What I also want to mention here, since it relates to the book, is Slow Fashion October,  put on by Fringe Association.  I think slow fashion is something that relates to pretty much everyone who makes clothes.  I’m hoping to participate, I’m gonna do my best to make time for blogging.  I’m so excited to see what comes out of this!


Knitter’s Almanac

knitters almanacOh Elizabeth Zimmermann.  How has it taken so long?  Well, it’s mostly because I don’t like to give in to what’s popular.  So when I first started knitting I kept seeing her name pop up, and all I knew was that her stuff was older and everyone liked her, so I would actively avoid her.  Lately I’ve been wanting to learn more about my craft (I consider my main craft knitting), so I figured it was time for me to get acquainted with Elizabeth Zimmermann, and I checked out Knitter’s Almanac.  And I’m so glad I did.  It seems like this book should be like every other pattern book, just a series of pattern with the directions.  But it’s so much more than that.  I love the way she describes her relationship with knitting, and how she talks about the development of a pattern.  I also love how she really encourages her readers to do their own experimentation and make the patterns their own.  I love how she talks about unventing techniques, realizing that there’s nothing new under the sun.  And most of all, I love her attitude.  She made me smile, and I feel like she got me.  I am obsessed with knitting and I have something on needles all the time.  And Elizabeth understands me.  She gets me.
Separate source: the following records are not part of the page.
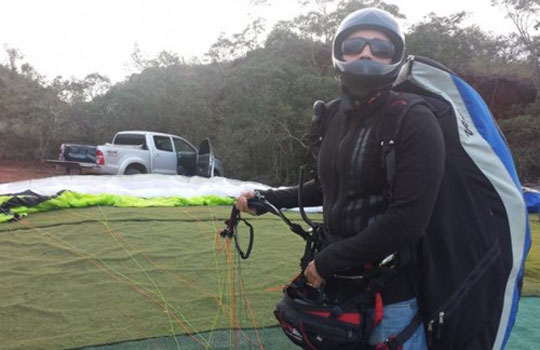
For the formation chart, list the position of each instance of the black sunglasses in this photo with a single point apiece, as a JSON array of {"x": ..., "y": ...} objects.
[{"x": 380, "y": 48}]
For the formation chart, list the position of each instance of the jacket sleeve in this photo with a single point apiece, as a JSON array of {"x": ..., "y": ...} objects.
[
  {"x": 420, "y": 155},
  {"x": 288, "y": 197}
]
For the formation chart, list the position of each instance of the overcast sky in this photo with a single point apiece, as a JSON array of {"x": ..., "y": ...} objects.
[{"x": 73, "y": 38}]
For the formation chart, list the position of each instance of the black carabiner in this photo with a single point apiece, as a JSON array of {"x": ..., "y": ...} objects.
[{"x": 231, "y": 231}]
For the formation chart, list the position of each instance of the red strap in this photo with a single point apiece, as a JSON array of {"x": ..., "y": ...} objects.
[{"x": 379, "y": 313}]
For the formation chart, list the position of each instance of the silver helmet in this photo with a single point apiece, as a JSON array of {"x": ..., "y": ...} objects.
[{"x": 363, "y": 77}]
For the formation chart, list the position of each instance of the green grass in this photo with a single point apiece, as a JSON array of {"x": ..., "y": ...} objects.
[
  {"x": 81, "y": 277},
  {"x": 531, "y": 285}
]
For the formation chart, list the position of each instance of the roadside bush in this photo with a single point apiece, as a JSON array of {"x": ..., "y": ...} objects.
[{"x": 523, "y": 136}]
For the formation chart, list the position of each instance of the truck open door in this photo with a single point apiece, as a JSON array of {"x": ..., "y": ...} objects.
[{"x": 205, "y": 161}]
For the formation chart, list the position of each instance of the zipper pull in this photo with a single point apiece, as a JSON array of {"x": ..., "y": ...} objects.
[
  {"x": 441, "y": 323},
  {"x": 430, "y": 333}
]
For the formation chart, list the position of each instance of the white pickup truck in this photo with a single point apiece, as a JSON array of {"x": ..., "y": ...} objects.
[{"x": 141, "y": 152}]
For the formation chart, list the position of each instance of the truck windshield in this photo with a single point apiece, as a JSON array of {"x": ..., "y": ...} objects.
[{"x": 130, "y": 139}]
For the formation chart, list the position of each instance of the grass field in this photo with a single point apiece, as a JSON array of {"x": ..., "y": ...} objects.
[{"x": 75, "y": 278}]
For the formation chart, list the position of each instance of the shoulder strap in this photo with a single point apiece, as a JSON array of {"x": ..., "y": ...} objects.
[
  {"x": 388, "y": 132},
  {"x": 322, "y": 113}
]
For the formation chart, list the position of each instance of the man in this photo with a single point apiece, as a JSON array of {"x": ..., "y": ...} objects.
[{"x": 361, "y": 222}]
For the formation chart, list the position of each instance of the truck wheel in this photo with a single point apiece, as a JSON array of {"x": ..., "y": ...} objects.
[{"x": 131, "y": 170}]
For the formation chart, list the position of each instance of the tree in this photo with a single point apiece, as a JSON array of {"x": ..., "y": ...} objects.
[{"x": 525, "y": 15}]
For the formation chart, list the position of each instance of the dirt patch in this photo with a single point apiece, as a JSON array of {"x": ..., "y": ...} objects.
[{"x": 12, "y": 172}]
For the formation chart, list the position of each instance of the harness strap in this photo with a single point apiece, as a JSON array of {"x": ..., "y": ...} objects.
[
  {"x": 396, "y": 342},
  {"x": 388, "y": 132}
]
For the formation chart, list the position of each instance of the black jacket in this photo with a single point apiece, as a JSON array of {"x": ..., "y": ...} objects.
[{"x": 351, "y": 185}]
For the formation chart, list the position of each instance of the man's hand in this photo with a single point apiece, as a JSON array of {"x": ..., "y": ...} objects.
[
  {"x": 313, "y": 276},
  {"x": 241, "y": 202}
]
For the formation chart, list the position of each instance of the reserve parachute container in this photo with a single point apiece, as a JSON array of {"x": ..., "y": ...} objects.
[{"x": 475, "y": 247}]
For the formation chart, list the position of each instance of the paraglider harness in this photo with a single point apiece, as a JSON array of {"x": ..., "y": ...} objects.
[{"x": 335, "y": 315}]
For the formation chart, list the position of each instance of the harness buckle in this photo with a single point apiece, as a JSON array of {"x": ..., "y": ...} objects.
[{"x": 391, "y": 343}]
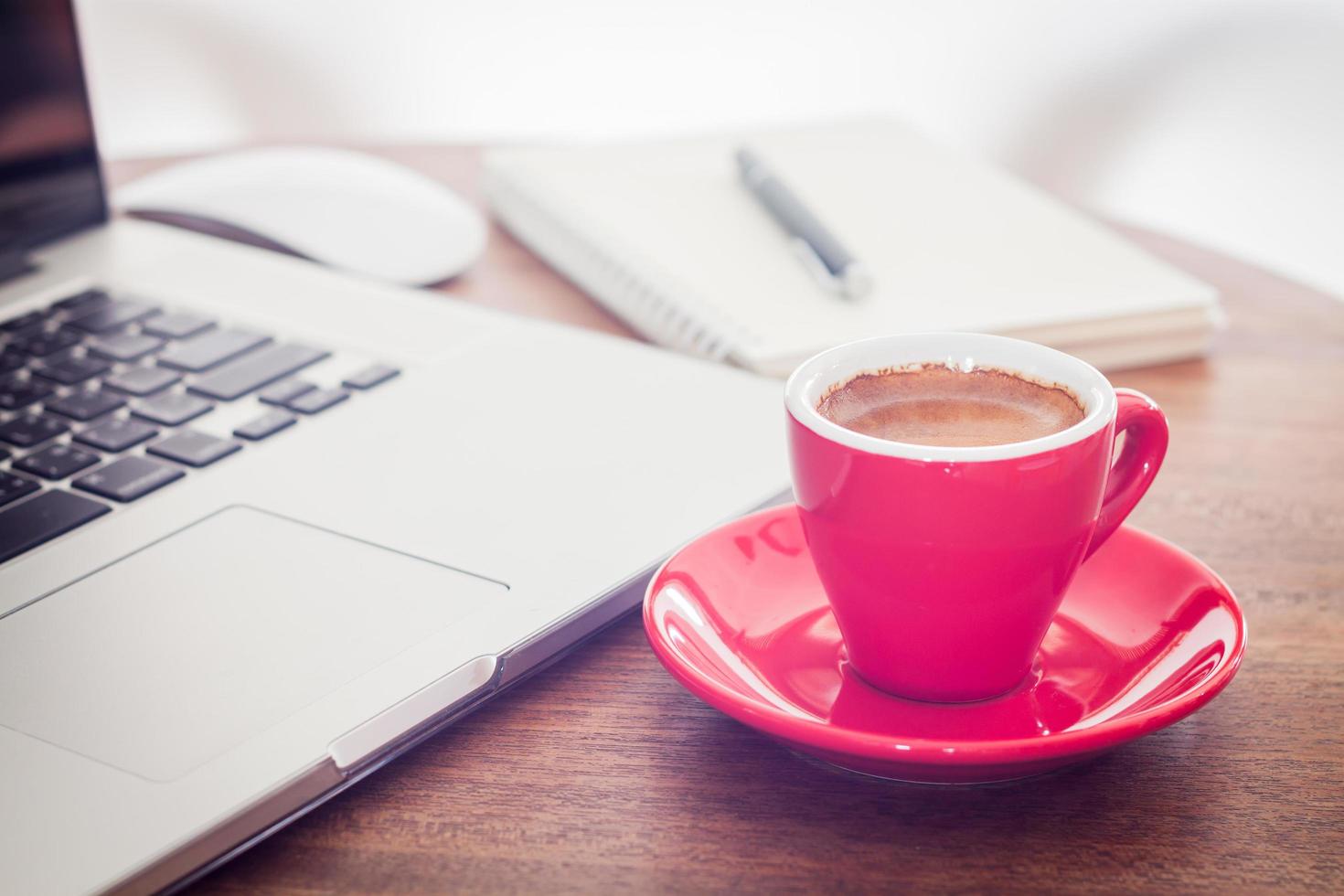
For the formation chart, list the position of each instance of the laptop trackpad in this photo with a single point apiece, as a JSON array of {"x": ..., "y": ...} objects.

So if you’re like me and you’ve been avoiding Elizabeth Zimmermann, stop it and get one of her books immediately because if you love knitting, you’ll probably love her too.

Worn Stories

worn storiesI think that people are most interesting and engaging when they’re talking about their passion.  That’s definitely true for Emily Spivack’s Worn Stories, made up of people talking about pieces of clothing that are significant to them.  I’ve been focusing a lot on the ethical situation going on with our clothing and the satisfaction that I personally get when making something.  But there’s an emotional component to our clothing too, which I think we all realize when we try to clean out closets or have to pack up all our clothing.  What’s really compelling about this book is that it’s not all fancy clothes from big events, they’re deeply personal and intimate and have been worn to bits.  So while there are big names featured in this book and each story is specific to the teller, we can all relate.

At the same time, I don’t know that I have a single piece of clothing that I could boil down as the most significant piece of clothing in my life.  There was the school uniform that I wore from first grade until high school graduation.  I have my dance shoes that I performed and competed in.  There’s the dress I wore to my first art show opening and my college graduation.  There’s the first pair of converse that I owned, that I wore until they had pretty big holes and the color had completely faded out.  I probably have too many clothes that I have deep emotional attachments to.

I highly recommend this beautiful book, and I recommend taking your time with it.  I usually tear through books, but this one I just read a couple of stories at a time and savored each one.